Yep

I just bought something I been wanting to buy for years. It was under twenty dollars and it’s cheap and absolutely made in China. Yet I love it and I don’t want to wear it or show much interested in it. I know it’s only a matter of time until he shits on it and puts me down for even liking it. He’s going to tell me I’m selfish for always buying things for myself. This is the same man who will wait till I get off of working twelve hour shift and make me get him stuff from gas station. Spending my money and being the one to go in and get it. Because he rather wait twelve hours for me to get then to just get it himself. Same person who won’t let me go to laundry mat alone yet will just sit there while I wash and fold laundry complaining how long it’s taking. It takes as long as it takes. I’m not leaving with wet laundry so I can attempt to hang shit ton of towels around my house.

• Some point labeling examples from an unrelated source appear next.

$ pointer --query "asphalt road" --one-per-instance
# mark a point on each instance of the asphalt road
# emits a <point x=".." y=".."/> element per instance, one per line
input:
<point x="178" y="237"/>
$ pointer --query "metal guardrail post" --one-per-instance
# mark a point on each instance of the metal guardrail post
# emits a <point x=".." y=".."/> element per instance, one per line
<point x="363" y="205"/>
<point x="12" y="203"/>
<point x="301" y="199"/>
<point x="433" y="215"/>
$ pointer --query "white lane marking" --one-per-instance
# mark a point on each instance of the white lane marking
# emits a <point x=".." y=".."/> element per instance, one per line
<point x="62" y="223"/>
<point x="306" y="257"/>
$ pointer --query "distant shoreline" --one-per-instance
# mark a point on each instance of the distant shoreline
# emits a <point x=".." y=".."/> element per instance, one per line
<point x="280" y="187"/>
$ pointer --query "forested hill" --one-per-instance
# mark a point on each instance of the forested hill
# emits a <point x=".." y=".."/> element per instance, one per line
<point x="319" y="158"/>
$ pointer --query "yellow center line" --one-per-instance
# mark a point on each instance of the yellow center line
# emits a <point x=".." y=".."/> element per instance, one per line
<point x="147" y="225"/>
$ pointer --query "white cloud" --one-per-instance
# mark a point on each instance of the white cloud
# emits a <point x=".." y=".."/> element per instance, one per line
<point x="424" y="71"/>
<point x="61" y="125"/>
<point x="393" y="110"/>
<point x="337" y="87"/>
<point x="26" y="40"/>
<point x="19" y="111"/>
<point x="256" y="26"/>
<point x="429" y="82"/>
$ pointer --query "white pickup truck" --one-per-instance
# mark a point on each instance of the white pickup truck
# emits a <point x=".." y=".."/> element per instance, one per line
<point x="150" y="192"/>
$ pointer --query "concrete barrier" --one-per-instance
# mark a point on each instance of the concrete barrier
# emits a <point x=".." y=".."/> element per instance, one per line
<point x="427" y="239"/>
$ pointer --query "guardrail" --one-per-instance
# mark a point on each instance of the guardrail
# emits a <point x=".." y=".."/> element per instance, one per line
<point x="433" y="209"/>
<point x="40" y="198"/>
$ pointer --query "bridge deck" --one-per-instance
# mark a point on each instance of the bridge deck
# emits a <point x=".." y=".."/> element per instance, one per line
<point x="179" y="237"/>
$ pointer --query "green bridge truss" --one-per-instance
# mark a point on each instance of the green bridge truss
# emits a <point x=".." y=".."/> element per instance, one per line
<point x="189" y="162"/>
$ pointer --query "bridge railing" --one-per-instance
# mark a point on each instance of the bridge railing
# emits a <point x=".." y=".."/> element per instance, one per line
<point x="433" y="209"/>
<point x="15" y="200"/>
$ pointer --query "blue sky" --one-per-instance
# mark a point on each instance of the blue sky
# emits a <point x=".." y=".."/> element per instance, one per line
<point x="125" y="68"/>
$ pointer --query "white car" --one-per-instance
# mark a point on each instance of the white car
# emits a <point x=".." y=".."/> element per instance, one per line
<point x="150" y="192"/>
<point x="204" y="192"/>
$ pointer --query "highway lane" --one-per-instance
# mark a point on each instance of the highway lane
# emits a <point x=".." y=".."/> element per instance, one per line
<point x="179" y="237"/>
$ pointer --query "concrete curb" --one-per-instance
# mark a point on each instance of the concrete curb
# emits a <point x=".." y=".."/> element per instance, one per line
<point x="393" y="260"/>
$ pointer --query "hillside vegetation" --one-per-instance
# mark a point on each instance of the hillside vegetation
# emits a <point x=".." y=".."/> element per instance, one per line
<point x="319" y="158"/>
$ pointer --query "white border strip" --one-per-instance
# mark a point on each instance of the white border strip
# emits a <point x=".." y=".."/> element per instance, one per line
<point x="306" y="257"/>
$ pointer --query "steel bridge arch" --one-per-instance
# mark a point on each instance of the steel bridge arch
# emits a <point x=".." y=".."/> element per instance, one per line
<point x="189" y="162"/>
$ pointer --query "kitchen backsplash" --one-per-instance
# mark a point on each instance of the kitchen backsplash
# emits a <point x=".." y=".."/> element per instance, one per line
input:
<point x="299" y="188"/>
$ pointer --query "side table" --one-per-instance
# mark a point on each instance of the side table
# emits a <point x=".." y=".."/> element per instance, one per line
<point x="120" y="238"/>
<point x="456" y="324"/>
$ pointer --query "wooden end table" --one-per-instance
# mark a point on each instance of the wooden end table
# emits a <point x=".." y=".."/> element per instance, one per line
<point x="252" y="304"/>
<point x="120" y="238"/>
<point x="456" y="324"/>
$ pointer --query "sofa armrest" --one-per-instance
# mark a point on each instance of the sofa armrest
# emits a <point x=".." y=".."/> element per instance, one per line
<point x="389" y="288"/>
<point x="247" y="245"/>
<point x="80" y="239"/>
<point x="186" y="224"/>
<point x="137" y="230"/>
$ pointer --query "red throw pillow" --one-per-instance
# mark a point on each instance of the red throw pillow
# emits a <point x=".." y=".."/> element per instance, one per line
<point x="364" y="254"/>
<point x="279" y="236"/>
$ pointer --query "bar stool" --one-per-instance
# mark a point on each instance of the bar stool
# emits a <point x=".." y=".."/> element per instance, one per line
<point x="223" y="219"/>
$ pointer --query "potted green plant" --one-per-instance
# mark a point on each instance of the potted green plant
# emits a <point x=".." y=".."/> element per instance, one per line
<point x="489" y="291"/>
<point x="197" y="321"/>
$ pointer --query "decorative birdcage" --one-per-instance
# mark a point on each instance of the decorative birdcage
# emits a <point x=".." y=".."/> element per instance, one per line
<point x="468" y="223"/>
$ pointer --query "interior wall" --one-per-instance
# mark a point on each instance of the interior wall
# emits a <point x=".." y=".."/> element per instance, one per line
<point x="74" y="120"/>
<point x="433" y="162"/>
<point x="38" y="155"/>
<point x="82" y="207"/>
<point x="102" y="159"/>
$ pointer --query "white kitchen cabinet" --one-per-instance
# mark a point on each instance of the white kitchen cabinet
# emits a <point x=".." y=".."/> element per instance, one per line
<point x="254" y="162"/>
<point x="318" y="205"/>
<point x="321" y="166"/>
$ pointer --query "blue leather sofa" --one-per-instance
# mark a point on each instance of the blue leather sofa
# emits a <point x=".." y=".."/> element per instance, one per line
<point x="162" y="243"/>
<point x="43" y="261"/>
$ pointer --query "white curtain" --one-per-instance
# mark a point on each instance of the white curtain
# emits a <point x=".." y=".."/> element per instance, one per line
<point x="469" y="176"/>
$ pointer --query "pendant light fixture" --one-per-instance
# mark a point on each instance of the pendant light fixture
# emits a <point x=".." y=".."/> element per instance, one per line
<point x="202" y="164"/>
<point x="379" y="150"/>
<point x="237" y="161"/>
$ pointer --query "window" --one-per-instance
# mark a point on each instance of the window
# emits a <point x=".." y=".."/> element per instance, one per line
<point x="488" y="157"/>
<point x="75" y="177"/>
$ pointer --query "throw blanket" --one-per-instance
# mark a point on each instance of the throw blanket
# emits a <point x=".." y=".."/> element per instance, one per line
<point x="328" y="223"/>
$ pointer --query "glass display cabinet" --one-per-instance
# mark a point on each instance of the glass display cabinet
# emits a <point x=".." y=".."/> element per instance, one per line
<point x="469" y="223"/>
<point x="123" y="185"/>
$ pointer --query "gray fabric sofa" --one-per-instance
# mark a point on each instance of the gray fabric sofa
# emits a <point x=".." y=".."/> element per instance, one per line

Fuck that you can wait ten more minutes.

Always wanted one

Mistake

I made a mistake and drank some coffee at night. It was delicious. I’m not a bi fan off coffee but coffee with lots of creamer is fucking delicious. If I couldn’t have creamer I would never drink coffee. Just not that good. Coffee in a french press is extra good. It’s like fresh pizza vs frozen huge difference. Im bored and don’t know what else to talk about. I bought a coat at the thrift store. One because I’m cheap second because I love a bargain. That shit was four dollars and it’s nice like yes. But it was dry clean only and shit it was fifteen dollars to get it dry cleaned. Then I got all weird looked at other thrift store and ended up buying like four more coats because I’m insane and love coats. The real crazy thing is I’m making a fucking coat. It’s ok but not my style. On top of that I have more fabric to make other coats. Yeah crazy. I know dump your judgement somewhere else because I judge myself enough.